The CDFW has reported 16 confirmed whale entanglements in state waters this year, four of which were linked to commercial Dungeness crab gear. In total, 24 whales have become entangled along the U.S. West Coast in 2023. Environmental nonprofit Oceana is pushing California to convert the fishery to using pop-up traps in order to prevent future entanglement issues.

“We support the decision by the CDFW that balances the financial considerations of fishermen while ensuring that whales off California can safely complete their seasonal migrations,” Oceana Pacific Policy and Communications Manager Ashley Blacow-Draeger said. “El Niño conditions are predicted this spring, which is likely to drive humpback whales closer to shore as they follow their prey – like anchovy – into shallower waters as the whales return to California from winter breeding grounds. This could force an early end to an already compressed fishing season as thousands of vertical fishing lines in the water impede whales from safely swimming and feeding.
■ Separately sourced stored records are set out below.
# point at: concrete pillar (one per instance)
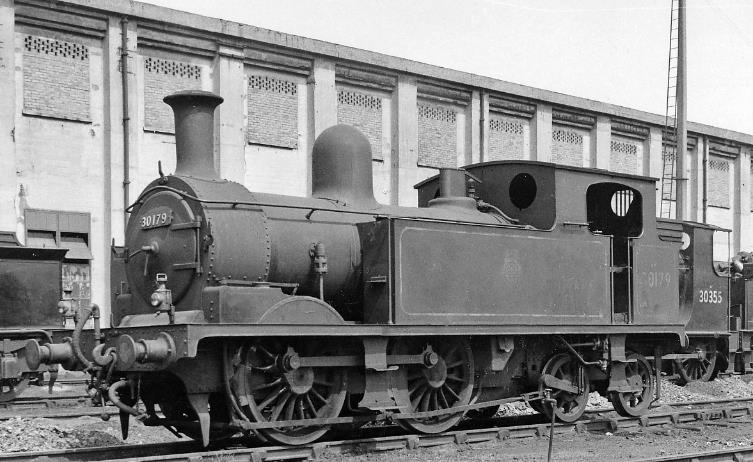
(8, 182)
(541, 133)
(324, 95)
(230, 142)
(322, 104)
(484, 148)
(404, 168)
(697, 181)
(113, 118)
(473, 129)
(684, 198)
(742, 219)
(601, 139)
(653, 161)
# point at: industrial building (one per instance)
(83, 125)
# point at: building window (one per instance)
(56, 79)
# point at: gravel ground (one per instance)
(27, 434)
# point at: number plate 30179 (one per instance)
(155, 218)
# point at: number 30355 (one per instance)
(710, 296)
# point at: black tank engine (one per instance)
(281, 315)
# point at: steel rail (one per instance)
(191, 451)
(735, 455)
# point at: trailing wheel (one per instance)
(444, 385)
(11, 388)
(568, 381)
(700, 369)
(270, 387)
(635, 403)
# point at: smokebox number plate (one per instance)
(161, 216)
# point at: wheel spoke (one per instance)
(434, 400)
(415, 401)
(310, 405)
(452, 392)
(275, 415)
(425, 398)
(443, 398)
(271, 398)
(318, 396)
(290, 407)
(267, 385)
(322, 382)
(455, 378)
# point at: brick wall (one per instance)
(272, 111)
(507, 137)
(624, 153)
(718, 182)
(437, 136)
(568, 145)
(163, 77)
(363, 111)
(55, 79)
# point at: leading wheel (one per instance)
(635, 403)
(564, 371)
(11, 388)
(269, 388)
(447, 384)
(700, 369)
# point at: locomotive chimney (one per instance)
(194, 132)
(341, 167)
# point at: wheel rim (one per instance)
(447, 384)
(635, 403)
(267, 391)
(569, 406)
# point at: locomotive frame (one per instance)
(284, 315)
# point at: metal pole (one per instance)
(126, 118)
(682, 114)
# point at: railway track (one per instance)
(733, 455)
(682, 415)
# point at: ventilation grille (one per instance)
(263, 82)
(668, 154)
(56, 48)
(720, 165)
(174, 68)
(506, 126)
(624, 148)
(437, 113)
(564, 136)
(363, 100)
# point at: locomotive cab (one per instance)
(594, 219)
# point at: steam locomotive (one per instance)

Pop-up gear can provide fishermen with additional financial opportunities in the spring by offering Californians crab caught in a way that is whale- and sea turtle-safe when waters may otherwise be closed to conventional crab traps.”

A collaborative trial involving volunteer fishermen, enforcement officers, gear manufacturers, and fishery managers will begin in the spring of 2024, but in the meantime, the CDFW is planning to submit an Incidental Take Permit to the federal government that would allow for a small number of humpbacks to be unintentionally killed by commercial crabbing. This would only be allowed if the department can prove the deaths would have a negligible impact on the whale population as a whole, according to KQED.

However, Oceana said NOAA Fisheries is proposing upgrading the state’s commercial Dungeness crab fishery to a Category I fishery, meaning it has a high likelihood of seriously injuring or killing marine mammals. The federal agency is also considering including the Dungeness crab fishery in the scope of a “Take Reduction Team,” which would be charged with developing a plan to reduce serious entanglements as required by the Marine Mammal Protection Act.  

According to Oceana, humpback whales become enmeshed in California commercial Dungeness crab gear at a rate that exceeds a three-year average impact score as defined by California’s Risk Assessment Mitigation Program for the fishery, triggering necessary management action.  Additionally, due to commercial fishing, humpback whales on the U.S. West Coast are being killed at a rate of four times their “potential biological removal,” the legal threshold above which there are population-level impacts impeding recovery of the species, Oceana stated.

Elsewhere along the Pacific coast of North America, Alaska's Dungeness season ended in November and British Columbia's season is open year-round. More than 100 million pounds of Dungeness crab was landed in the combined fishery in 2023, up from 67.1 million pounds in 2022 and 56 million pounds in 2021.